Накануне Нового Года мистер Фергюсон закатил бал. Это было выдающееся событие, и Корделия все утро украшала гостиную цветами. Как раз в это время вошла горничная и доложила, что ее хочет видеть какой-то джентльмен.
После стычки с мистером Фергюсоном Корделии было тоскливо и одиноко. Более чем чего бы то ни было, ей недоставало боя часов. Он неизменно сопровождал все стадии ее жизни: рождение, младенчество, детство и юность.

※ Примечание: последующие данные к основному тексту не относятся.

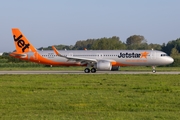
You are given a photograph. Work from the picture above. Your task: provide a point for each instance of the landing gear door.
(99, 55)
(153, 55)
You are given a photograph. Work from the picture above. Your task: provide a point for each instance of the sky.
(53, 22)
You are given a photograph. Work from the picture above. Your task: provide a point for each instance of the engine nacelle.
(103, 65)
(115, 68)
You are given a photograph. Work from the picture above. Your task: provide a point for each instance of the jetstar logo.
(133, 55)
(21, 43)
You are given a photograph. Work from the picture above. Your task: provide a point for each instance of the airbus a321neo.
(93, 59)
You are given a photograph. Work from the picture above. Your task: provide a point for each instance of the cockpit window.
(164, 55)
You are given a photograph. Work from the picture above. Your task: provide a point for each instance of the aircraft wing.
(18, 54)
(77, 59)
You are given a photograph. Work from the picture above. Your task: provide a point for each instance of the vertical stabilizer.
(21, 43)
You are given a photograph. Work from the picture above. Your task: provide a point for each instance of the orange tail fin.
(22, 44)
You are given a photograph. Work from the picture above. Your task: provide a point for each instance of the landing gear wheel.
(154, 70)
(93, 70)
(86, 70)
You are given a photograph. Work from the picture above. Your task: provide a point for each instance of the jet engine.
(103, 65)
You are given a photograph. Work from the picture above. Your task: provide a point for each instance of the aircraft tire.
(86, 70)
(93, 70)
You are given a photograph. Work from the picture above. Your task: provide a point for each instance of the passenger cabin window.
(164, 55)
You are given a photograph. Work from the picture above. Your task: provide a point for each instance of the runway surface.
(82, 72)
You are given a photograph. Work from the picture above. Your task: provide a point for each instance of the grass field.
(131, 68)
(90, 97)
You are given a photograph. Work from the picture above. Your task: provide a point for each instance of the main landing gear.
(154, 69)
(87, 70)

Вся жизнь в доме проходила под их мелодичный звон. А в Гроув-Холле было так отчаянно тихо, что она почти боялась нормально ходить. В этом доме единственные часы с боем звучали печально и патетично, как орган. Как она сама. Одинокая и потерянная.
Поэтому она обрадовалась чьему-то приходу и только после того, как Патти удалилась, сообразила, что девичья фамилия Маргарет была Мэссингтон.
Когда она вошла в гостиную, какой-то высокий молодой человек отвернулся от окна и взглянул на нее, постукивая по раскрытой ладони небольшой тросточкой с золотым набалдашником. Корделия определила его возраст как что-то около тридцати пяти лет. У него были близко посаженные глаза, немного выступающие зубы и черная, ухоженная шевелюра. Любимец дам, аристократ, хотя и малость угловатый.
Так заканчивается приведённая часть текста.